I could tell from her eagerness it was something important. Yes, she was heading back to Rumania. And could I spare some money for clothes and food for her children for the trip? Of course I could. She had never asked me for anything before and now she was heading home. I didn’t get to say goodbye though, next time she was gone and I didn’t see her again.

During the summer there have been other Romanies outside my store. But not any regulars. And it was interesting, because I realized I wasn’t ready to connect to anyone new. It was like I needed the breathing space. Which is ridiculous. I needed breathing space?! I feel ashamed. I felt ashamed and I feel ashamed admitting it. But the thing is, connecting and doing the little you can do twice a week is a little bit like an adoption. You commit to someone. There have been Romanies before Elisabeta in my life, and the connection-separation I am experiencing is a process needing it’s time.

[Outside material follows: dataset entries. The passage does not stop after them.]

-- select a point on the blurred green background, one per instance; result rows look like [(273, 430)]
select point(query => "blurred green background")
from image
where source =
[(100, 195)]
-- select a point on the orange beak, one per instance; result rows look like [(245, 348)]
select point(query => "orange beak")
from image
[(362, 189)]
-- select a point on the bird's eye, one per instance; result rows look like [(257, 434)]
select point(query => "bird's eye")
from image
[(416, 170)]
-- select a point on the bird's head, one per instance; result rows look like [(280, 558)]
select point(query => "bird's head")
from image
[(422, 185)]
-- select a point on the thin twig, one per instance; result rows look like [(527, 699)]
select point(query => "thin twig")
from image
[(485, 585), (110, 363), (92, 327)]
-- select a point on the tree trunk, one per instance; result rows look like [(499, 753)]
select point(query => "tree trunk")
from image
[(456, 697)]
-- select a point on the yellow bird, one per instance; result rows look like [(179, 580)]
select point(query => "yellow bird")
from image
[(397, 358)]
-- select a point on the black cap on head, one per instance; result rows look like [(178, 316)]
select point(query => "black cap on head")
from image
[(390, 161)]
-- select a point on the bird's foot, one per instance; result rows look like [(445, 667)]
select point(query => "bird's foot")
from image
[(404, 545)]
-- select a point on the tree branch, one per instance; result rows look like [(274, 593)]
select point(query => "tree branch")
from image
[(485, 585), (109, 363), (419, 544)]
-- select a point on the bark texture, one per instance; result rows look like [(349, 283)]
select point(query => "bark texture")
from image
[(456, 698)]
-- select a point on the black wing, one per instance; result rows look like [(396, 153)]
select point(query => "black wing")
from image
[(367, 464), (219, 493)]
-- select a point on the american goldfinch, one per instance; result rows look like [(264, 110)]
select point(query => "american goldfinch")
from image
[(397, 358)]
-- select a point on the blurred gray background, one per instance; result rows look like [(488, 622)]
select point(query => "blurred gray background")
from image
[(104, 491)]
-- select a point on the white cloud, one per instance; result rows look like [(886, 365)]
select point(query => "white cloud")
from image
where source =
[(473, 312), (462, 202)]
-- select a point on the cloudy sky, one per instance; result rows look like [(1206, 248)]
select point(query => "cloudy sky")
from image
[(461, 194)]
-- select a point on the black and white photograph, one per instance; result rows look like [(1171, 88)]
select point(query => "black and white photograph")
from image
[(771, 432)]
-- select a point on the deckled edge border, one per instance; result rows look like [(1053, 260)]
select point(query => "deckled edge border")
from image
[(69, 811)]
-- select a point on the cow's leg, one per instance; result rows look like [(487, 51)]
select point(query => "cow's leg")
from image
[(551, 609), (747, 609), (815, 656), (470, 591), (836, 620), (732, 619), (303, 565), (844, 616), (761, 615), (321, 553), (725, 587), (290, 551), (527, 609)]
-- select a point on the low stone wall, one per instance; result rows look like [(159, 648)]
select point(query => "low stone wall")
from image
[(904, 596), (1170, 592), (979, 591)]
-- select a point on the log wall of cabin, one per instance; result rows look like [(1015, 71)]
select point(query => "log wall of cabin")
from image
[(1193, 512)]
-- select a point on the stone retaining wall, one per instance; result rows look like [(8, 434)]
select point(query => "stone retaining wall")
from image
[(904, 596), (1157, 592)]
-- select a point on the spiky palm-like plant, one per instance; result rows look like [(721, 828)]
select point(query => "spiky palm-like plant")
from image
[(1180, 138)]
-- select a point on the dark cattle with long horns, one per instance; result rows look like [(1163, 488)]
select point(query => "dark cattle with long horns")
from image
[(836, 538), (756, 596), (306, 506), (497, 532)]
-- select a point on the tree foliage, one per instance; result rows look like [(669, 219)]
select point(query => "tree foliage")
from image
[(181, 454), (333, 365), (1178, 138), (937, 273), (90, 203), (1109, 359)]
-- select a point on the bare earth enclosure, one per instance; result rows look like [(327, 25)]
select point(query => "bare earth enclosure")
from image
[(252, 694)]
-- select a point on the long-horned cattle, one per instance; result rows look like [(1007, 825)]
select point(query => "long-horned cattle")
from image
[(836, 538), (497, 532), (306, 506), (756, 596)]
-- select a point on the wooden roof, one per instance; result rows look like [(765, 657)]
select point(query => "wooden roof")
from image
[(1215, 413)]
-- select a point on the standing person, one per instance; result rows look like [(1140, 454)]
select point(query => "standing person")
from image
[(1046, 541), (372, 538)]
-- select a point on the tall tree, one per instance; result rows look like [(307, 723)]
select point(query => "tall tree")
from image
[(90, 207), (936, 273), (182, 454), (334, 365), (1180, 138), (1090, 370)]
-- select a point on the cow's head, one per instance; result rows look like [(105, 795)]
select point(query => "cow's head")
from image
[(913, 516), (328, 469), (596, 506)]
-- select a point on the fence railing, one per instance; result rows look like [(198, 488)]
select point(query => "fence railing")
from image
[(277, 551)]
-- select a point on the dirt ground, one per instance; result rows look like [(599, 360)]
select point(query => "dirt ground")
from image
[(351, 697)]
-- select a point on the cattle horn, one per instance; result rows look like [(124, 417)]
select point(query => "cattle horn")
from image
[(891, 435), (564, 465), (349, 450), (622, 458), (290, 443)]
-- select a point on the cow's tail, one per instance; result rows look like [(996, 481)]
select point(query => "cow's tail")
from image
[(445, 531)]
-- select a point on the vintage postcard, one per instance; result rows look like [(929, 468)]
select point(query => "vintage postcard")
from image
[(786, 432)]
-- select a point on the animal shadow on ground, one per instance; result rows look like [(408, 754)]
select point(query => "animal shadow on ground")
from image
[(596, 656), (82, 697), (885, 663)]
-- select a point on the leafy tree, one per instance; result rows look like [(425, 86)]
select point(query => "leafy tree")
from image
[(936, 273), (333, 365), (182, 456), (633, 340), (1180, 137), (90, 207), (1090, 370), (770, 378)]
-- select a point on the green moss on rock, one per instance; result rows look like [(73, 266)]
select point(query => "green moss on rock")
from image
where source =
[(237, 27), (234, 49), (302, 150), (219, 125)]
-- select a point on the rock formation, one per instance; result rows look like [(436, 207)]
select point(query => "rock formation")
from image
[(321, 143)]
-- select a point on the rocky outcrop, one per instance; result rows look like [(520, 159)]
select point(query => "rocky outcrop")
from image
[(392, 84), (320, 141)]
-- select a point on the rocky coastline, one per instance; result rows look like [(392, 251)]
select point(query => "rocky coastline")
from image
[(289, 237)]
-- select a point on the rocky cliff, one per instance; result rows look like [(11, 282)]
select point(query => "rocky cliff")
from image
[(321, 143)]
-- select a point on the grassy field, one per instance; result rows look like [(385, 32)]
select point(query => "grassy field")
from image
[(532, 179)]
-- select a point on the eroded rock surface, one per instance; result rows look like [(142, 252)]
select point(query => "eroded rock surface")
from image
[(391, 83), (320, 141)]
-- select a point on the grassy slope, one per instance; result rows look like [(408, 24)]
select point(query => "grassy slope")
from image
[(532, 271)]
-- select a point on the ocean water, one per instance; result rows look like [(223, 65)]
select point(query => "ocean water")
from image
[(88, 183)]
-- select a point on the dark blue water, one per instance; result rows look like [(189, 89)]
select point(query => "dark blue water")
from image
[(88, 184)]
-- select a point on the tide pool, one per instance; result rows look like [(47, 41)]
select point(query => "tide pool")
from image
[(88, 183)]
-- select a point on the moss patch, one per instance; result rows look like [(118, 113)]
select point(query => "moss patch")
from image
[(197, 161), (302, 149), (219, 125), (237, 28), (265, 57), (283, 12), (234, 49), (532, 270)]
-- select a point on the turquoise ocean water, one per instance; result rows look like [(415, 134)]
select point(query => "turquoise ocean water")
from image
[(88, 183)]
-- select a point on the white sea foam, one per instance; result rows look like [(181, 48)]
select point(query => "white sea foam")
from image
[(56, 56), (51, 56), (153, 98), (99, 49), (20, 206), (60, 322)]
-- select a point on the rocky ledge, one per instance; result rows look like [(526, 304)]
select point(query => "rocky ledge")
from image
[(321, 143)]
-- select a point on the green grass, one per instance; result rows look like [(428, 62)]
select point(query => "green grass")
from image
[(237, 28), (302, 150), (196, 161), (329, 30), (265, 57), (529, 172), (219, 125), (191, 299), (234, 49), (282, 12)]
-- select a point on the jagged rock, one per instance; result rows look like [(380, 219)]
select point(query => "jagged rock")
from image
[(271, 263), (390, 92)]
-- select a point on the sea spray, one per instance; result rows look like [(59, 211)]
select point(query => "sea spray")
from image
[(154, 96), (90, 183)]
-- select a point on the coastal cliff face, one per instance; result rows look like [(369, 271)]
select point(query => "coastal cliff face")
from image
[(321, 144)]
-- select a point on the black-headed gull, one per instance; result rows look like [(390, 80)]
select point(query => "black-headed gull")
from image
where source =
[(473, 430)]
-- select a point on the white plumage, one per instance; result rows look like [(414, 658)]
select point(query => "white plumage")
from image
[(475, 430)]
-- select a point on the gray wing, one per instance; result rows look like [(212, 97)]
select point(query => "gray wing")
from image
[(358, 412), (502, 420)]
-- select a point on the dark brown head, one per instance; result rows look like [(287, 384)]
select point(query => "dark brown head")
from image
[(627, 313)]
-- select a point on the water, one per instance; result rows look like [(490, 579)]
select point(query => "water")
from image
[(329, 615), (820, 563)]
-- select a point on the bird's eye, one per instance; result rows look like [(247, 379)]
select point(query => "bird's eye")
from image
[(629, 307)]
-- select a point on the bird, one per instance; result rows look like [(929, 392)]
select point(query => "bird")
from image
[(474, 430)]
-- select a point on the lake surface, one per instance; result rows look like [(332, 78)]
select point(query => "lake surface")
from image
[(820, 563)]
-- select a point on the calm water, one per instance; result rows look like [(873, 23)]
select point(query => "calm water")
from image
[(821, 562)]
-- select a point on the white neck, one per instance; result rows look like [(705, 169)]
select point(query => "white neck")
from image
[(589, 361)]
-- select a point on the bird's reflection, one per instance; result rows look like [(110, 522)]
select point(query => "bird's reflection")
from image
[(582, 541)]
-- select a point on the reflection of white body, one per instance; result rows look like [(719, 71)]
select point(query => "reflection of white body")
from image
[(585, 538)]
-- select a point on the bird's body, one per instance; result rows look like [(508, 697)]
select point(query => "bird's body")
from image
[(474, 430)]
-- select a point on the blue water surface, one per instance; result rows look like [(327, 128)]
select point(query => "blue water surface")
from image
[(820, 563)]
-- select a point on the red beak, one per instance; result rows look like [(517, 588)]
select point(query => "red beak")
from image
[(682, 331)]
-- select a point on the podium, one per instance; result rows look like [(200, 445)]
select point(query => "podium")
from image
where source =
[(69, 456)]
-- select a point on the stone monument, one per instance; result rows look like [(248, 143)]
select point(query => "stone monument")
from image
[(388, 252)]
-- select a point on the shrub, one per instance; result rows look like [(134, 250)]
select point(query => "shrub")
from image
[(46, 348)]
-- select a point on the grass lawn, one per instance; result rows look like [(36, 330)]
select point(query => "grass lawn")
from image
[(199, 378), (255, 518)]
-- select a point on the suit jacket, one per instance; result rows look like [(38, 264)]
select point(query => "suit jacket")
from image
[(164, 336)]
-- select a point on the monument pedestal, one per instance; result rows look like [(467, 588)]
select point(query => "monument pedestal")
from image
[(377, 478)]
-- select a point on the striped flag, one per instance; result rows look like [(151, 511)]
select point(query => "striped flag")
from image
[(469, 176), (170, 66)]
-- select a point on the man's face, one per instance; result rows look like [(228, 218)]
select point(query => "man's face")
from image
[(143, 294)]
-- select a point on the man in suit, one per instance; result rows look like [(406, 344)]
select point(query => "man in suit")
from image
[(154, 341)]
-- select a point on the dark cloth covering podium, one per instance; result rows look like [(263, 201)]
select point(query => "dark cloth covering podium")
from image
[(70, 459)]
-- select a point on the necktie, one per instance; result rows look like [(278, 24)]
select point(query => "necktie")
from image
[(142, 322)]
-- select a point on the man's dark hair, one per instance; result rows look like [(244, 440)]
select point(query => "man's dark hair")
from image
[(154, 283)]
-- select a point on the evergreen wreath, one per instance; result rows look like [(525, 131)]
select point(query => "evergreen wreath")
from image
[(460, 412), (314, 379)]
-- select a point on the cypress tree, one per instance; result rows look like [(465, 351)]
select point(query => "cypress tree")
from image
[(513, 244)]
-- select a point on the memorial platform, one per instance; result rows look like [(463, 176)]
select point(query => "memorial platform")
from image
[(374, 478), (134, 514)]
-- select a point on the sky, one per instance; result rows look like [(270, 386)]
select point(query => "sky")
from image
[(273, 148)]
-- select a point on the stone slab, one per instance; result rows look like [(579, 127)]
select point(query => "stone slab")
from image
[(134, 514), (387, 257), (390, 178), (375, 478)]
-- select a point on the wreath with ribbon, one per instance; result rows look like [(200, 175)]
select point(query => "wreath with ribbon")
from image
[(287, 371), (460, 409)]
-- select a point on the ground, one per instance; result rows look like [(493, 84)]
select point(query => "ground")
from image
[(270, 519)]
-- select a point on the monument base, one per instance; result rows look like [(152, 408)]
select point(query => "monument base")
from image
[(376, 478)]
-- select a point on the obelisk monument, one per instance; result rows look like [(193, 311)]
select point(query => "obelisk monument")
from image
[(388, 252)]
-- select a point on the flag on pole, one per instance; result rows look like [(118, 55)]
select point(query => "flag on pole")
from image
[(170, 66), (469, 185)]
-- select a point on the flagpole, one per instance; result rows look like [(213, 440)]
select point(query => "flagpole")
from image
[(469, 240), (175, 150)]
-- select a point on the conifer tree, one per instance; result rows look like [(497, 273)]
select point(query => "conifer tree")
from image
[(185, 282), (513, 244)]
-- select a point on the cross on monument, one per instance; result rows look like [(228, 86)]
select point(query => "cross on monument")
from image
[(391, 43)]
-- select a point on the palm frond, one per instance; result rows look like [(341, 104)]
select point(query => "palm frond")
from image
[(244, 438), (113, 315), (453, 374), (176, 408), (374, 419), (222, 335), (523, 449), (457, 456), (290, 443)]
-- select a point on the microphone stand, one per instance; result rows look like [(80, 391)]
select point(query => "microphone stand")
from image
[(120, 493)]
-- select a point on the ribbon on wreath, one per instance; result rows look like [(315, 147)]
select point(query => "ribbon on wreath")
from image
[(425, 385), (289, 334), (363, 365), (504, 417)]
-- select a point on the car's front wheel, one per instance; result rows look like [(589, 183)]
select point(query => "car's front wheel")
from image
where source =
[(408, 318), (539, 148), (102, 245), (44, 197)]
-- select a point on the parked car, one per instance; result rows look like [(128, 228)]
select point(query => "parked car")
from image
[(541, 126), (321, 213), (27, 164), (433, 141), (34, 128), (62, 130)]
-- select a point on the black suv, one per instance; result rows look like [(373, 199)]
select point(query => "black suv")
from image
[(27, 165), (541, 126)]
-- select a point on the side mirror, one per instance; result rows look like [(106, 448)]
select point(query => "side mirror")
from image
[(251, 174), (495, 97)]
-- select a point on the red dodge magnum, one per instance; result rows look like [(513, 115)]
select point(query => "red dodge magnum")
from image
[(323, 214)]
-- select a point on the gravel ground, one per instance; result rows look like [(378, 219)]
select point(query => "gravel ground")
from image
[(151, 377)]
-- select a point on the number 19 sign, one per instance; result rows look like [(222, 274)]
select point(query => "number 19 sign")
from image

But this Monday Elisabeta was back! I didn’t know if I would ever get to see her again, but there she was on her purple cushion! And we were both so happy to meet again. I asked her what I could get for her and her respons was chicken. We smiled. Chicken of course. And it always feels good handing over the warm food in her cold hands.

What I really wanted to ask her though was how she was. How she had been. How was Rumania? What was it like being back home? And how does she feel about returning to the cold and dark Umeå. Oh how I would love to have a real conversation with this woman, always smiling on her cushion how ever bad the winter is.

On Thursday she talked about the trailer. Cold. Gas. Babies. Gas? Money? She needed money for heating the trailer. Of course I wanted to help her out. 

Next time Goran is the one assisting me to the grocery store I will ask him if he, with all his language skills might figure out a way to ask her how her summer was. Maybe he can be Elisabeta’s and my interpreter. Language. Communication. The key to everything. Oh how nice it would be.